Queens of Jazz is a celebration of some of the greatest female jazz singers of the 20th century. It takes an unflinching and revealing look at what it actually took to be a jazz diva during a turbulent time in America’s social history – a time when battle lines were being constantly drawn around issues of race, gender and popular culture.
The documentary tracks the jazz diva’s difficult progress as she emerges from the tough, testosterone-fuelled world of the Big Bands of the Thirties and Forties, to fill nightclubs and saloons across the US in the Fifties and early Sixties as a force in her own right.
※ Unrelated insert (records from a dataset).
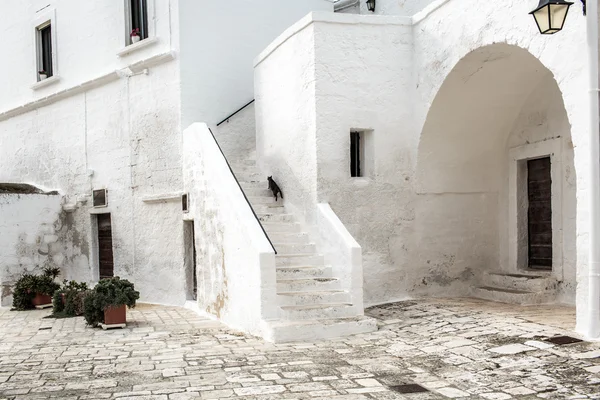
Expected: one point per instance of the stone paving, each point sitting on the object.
(458, 348)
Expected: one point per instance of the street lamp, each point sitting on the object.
(371, 5)
(550, 15)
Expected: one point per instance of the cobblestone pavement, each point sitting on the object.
(454, 348)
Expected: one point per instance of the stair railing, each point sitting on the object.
(240, 186)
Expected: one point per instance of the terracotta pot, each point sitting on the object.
(115, 315)
(41, 299)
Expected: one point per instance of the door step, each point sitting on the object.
(512, 296)
(281, 331)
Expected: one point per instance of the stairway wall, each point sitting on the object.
(236, 263)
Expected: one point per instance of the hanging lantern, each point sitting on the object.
(371, 5)
(550, 15)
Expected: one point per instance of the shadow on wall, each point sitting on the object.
(489, 103)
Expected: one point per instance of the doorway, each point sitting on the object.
(539, 214)
(190, 260)
(106, 263)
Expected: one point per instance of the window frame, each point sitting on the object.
(150, 16)
(42, 22)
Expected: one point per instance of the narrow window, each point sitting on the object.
(45, 67)
(356, 151)
(139, 17)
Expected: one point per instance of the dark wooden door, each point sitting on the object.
(539, 190)
(105, 255)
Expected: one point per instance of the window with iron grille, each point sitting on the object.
(44, 50)
(356, 154)
(138, 17)
(100, 198)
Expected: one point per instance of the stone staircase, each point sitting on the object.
(312, 304)
(524, 287)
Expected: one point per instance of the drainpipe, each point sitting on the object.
(343, 4)
(593, 325)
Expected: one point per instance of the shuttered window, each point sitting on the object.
(139, 17)
(45, 50)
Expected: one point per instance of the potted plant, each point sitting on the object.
(106, 303)
(68, 301)
(135, 35)
(35, 290)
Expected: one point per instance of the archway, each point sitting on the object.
(495, 175)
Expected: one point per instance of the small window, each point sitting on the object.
(356, 154)
(100, 198)
(44, 51)
(185, 203)
(138, 19)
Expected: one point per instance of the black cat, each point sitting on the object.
(274, 188)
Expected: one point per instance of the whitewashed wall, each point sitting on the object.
(236, 274)
(442, 39)
(432, 216)
(385, 7)
(88, 36)
(95, 129)
(327, 75)
(34, 230)
(219, 40)
(237, 136)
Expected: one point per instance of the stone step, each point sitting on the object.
(293, 248)
(255, 200)
(512, 296)
(272, 227)
(257, 191)
(281, 331)
(307, 298)
(293, 260)
(273, 217)
(289, 237)
(242, 163)
(253, 184)
(250, 176)
(318, 311)
(307, 285)
(303, 272)
(529, 282)
(269, 208)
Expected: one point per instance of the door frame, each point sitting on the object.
(518, 233)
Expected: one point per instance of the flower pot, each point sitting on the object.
(115, 315)
(41, 300)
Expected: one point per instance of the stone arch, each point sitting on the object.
(498, 107)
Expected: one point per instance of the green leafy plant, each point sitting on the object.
(68, 301)
(111, 292)
(29, 285)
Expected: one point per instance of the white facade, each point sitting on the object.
(451, 98)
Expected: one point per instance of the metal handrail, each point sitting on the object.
(226, 119)
(242, 190)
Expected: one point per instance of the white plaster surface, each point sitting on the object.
(219, 40)
(34, 236)
(122, 134)
(308, 96)
(433, 214)
(236, 274)
(85, 47)
(237, 136)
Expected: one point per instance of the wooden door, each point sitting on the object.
(539, 191)
(105, 254)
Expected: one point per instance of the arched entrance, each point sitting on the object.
(495, 177)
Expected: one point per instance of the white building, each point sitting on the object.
(429, 148)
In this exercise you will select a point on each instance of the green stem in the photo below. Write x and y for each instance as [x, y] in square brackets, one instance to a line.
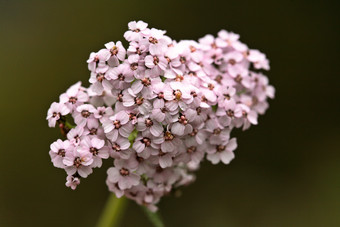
[154, 217]
[112, 212]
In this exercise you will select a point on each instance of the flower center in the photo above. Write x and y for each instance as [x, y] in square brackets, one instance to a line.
[168, 136]
[148, 122]
[153, 40]
[77, 162]
[146, 141]
[134, 66]
[121, 77]
[177, 94]
[114, 50]
[100, 77]
[73, 100]
[139, 100]
[116, 147]
[117, 124]
[230, 113]
[85, 113]
[220, 148]
[124, 172]
[94, 151]
[183, 120]
[155, 60]
[61, 152]
[191, 149]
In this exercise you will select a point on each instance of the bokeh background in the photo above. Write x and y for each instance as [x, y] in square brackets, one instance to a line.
[287, 169]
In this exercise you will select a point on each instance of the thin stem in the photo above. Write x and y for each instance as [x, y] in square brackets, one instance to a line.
[154, 217]
[112, 212]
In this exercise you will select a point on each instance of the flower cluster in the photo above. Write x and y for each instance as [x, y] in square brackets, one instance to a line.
[158, 108]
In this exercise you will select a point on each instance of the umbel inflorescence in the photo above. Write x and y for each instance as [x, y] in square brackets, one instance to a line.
[157, 109]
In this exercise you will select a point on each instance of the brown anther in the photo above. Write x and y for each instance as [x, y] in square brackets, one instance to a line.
[114, 50]
[238, 78]
[146, 141]
[61, 152]
[191, 149]
[132, 116]
[77, 162]
[194, 94]
[168, 136]
[227, 96]
[178, 94]
[194, 132]
[168, 59]
[134, 66]
[139, 159]
[85, 113]
[94, 151]
[117, 124]
[182, 119]
[93, 131]
[198, 110]
[179, 78]
[155, 60]
[72, 100]
[191, 73]
[146, 82]
[161, 153]
[153, 40]
[160, 95]
[217, 131]
[218, 79]
[163, 109]
[124, 172]
[230, 113]
[159, 169]
[192, 49]
[255, 100]
[116, 147]
[120, 97]
[139, 100]
[148, 122]
[138, 51]
[220, 148]
[232, 62]
[100, 77]
[121, 77]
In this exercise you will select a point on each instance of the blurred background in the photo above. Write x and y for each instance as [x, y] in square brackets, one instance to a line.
[287, 169]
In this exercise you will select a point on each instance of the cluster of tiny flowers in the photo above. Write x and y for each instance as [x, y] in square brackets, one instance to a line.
[158, 108]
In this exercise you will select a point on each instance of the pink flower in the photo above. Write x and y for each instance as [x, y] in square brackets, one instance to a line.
[74, 96]
[118, 125]
[72, 182]
[58, 152]
[137, 31]
[122, 174]
[55, 112]
[84, 114]
[117, 51]
[223, 152]
[96, 147]
[78, 162]
[97, 61]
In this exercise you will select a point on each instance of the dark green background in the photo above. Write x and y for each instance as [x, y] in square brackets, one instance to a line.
[287, 169]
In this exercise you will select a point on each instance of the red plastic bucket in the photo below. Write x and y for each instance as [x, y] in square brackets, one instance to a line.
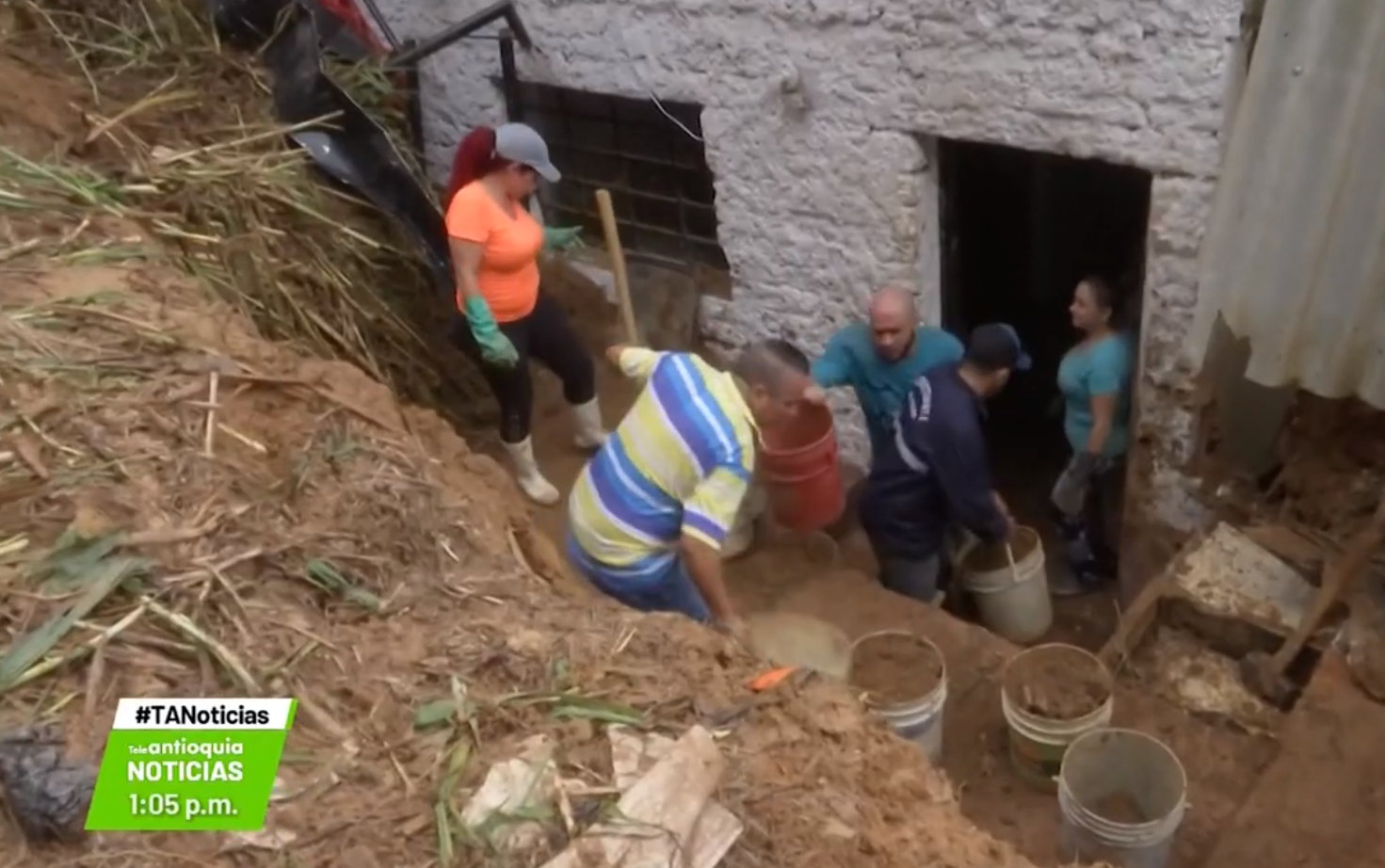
[800, 471]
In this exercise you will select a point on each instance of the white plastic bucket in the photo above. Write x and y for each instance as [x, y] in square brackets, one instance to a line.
[1135, 767]
[1014, 598]
[1038, 745]
[917, 720]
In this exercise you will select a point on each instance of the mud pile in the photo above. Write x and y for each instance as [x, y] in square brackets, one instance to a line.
[256, 521]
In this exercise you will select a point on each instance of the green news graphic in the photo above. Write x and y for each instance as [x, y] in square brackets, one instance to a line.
[183, 764]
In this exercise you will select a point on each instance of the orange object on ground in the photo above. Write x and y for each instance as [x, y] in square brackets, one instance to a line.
[352, 17]
[802, 473]
[772, 679]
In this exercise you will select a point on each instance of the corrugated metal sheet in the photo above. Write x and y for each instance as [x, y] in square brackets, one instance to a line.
[1294, 258]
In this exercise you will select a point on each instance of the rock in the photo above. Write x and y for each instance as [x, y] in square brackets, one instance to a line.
[47, 795]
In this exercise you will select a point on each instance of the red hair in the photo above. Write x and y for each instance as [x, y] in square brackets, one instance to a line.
[475, 159]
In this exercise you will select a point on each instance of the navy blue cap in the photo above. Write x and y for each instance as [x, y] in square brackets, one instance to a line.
[994, 346]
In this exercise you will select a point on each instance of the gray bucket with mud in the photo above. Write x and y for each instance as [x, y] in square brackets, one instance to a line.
[1122, 796]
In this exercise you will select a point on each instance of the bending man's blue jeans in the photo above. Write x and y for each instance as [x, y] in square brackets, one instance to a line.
[662, 586]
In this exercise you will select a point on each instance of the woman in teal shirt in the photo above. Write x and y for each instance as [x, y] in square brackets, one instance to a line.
[1094, 379]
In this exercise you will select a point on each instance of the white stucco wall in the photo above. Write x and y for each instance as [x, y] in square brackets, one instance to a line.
[819, 206]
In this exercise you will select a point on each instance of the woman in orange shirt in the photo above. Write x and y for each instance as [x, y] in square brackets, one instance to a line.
[506, 317]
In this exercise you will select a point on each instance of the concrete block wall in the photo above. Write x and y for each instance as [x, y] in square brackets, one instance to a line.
[813, 120]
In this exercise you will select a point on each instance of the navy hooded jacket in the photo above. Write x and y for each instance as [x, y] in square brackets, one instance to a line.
[932, 473]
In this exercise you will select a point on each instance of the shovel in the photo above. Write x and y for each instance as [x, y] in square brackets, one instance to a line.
[800, 641]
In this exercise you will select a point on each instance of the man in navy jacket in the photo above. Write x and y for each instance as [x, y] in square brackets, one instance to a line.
[934, 473]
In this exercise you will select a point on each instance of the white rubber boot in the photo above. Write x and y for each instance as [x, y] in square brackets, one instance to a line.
[588, 431]
[526, 474]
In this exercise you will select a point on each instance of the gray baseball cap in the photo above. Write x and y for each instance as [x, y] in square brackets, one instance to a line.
[520, 143]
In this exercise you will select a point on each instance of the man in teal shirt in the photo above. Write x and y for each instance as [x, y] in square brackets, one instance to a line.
[881, 359]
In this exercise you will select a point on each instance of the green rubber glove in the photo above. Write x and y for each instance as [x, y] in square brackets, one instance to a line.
[494, 347]
[561, 237]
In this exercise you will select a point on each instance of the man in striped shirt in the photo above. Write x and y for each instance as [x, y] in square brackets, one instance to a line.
[649, 514]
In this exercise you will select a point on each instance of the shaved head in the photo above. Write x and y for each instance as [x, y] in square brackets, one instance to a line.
[894, 318]
[894, 302]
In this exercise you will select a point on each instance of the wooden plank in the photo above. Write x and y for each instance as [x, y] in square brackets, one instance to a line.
[658, 814]
[633, 755]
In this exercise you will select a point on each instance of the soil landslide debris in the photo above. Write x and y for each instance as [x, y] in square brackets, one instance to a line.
[1057, 683]
[191, 509]
[895, 667]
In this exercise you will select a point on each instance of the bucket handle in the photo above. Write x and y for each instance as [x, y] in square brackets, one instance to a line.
[1014, 571]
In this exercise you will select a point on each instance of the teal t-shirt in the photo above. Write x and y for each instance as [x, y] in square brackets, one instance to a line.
[1100, 368]
[879, 385]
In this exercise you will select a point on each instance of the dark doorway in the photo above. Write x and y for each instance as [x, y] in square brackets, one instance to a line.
[1020, 230]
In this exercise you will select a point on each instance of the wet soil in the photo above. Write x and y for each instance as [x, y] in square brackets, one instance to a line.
[1057, 683]
[895, 667]
[1120, 808]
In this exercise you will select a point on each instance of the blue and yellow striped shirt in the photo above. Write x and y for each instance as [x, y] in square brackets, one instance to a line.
[679, 462]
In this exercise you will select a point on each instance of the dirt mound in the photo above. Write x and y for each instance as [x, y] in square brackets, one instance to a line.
[287, 527]
[337, 547]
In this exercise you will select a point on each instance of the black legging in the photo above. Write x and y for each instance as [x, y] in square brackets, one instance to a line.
[543, 335]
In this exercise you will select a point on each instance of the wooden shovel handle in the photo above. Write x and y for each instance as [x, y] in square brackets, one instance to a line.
[617, 253]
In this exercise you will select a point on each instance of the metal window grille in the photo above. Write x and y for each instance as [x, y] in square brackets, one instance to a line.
[658, 177]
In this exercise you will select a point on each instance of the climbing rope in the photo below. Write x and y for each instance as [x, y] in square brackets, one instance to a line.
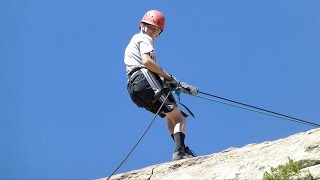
[144, 133]
[254, 108]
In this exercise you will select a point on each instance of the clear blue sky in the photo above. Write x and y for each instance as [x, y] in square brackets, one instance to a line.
[64, 108]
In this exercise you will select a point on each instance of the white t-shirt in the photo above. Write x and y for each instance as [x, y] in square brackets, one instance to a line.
[140, 44]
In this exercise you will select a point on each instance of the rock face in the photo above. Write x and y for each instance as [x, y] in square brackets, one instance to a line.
[248, 162]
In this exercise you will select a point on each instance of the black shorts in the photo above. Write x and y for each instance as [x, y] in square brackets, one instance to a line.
[143, 86]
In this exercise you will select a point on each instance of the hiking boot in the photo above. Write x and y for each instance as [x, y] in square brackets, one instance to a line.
[180, 154]
[188, 151]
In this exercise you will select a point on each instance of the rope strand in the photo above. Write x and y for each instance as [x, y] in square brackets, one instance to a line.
[255, 109]
[144, 133]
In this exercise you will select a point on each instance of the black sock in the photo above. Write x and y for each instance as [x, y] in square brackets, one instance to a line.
[179, 140]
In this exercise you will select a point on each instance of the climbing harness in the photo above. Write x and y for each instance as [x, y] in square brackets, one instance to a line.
[194, 91]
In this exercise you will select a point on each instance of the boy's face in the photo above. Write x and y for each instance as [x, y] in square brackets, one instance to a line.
[152, 31]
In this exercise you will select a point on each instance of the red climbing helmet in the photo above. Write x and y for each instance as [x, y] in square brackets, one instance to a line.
[154, 17]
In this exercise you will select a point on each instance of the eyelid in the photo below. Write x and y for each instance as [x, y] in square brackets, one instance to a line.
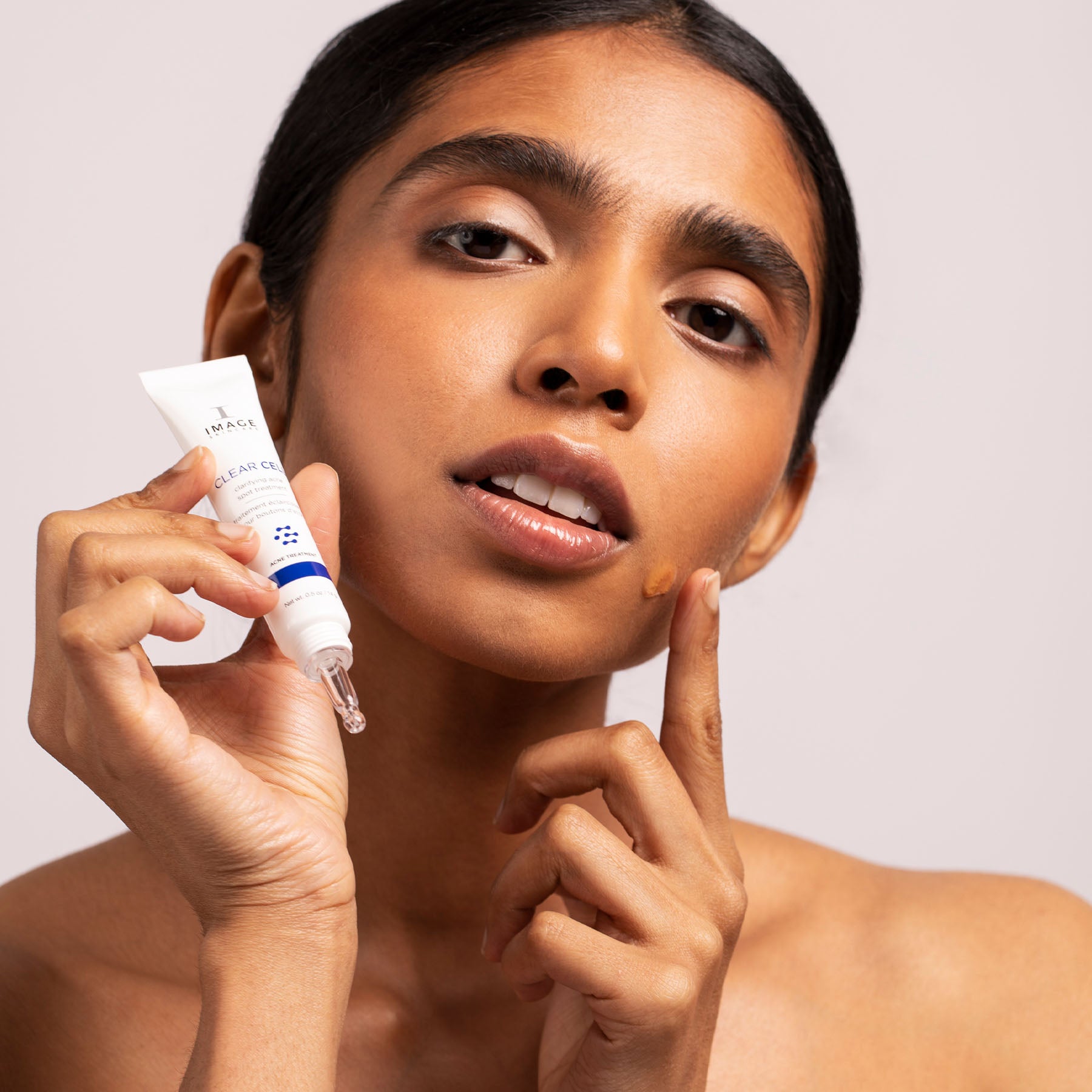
[438, 234]
[761, 345]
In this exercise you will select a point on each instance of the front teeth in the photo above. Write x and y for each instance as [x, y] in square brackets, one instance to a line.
[558, 498]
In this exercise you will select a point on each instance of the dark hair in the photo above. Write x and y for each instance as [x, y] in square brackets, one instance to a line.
[371, 76]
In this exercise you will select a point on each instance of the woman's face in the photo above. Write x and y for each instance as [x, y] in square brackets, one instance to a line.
[425, 342]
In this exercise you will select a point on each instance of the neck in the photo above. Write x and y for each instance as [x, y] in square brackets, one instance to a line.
[426, 777]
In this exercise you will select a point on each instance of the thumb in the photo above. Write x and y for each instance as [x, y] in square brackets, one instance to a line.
[318, 493]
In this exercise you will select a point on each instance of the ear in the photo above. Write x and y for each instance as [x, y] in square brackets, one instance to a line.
[777, 524]
[238, 323]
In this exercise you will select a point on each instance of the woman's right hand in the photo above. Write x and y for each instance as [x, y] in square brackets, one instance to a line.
[233, 774]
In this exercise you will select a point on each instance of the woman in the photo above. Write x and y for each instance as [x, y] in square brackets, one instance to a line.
[607, 247]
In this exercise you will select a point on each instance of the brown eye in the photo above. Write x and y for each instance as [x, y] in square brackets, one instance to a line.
[486, 244]
[718, 325]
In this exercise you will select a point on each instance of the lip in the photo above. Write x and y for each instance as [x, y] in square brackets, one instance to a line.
[580, 467]
[534, 535]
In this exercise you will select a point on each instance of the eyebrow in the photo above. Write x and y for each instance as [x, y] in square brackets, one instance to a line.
[704, 229]
[755, 249]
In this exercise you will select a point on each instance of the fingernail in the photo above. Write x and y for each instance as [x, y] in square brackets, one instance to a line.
[260, 580]
[712, 592]
[192, 611]
[189, 459]
[238, 531]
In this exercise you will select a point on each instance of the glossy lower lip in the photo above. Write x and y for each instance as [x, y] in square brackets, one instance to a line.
[529, 533]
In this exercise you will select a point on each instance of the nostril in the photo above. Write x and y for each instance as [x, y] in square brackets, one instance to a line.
[553, 378]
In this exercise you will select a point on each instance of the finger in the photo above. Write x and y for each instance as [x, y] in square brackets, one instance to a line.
[98, 562]
[624, 984]
[317, 491]
[639, 786]
[98, 640]
[690, 734]
[575, 851]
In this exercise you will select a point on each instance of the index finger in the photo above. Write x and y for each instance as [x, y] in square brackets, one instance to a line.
[690, 733]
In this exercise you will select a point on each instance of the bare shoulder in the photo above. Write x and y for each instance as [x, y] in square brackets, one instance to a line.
[966, 980]
[86, 942]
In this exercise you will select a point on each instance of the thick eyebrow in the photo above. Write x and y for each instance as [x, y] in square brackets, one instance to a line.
[704, 229]
[753, 249]
[541, 162]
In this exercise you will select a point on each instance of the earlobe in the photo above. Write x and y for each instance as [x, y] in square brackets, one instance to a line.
[238, 323]
[778, 522]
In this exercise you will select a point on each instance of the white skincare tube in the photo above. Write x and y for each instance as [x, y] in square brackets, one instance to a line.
[215, 403]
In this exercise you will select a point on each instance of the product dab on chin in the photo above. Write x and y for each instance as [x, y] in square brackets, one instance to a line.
[215, 404]
[660, 580]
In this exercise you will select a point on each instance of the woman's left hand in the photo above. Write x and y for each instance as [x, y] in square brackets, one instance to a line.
[641, 985]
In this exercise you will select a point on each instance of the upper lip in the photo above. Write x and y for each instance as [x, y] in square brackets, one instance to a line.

Looking at the lives and careers of six singers - Billie Holiday, Ella Fitzgerald, Peggy Lee, Sarah Vaughan, Nina Simone and Annie Ross - the film talks to those who knew and worked with these Queens of Jazz. It also hears from contemporary singers who sit on the shoulders of these trailblazing talents without having to endure the pain and hardship it took for them to make their highly individual voices heard above the prejudice of mid-century America.
This is a documentary about how these women triumphed – always at some personal cost – to become some of the greatest artists of the 20th century, women who chose singing above life itself because singing was their life.
Contributors to the programme include singers Annie Ross, Lisa Stansfield, Melody Gardot, Diana Krall, Madeleine Peroux, Claire Martin, Barb Jungr, Carleen Anderson, Tina May, Gregory Porter; Big Band veterans Bucky Pizzarelli, Bob Dorough; critics Gary Giddins, Dave Gelly, Alvin Hall, Loren Schoenberg, Holly Foster Wells, George Wein and Michael Bourne.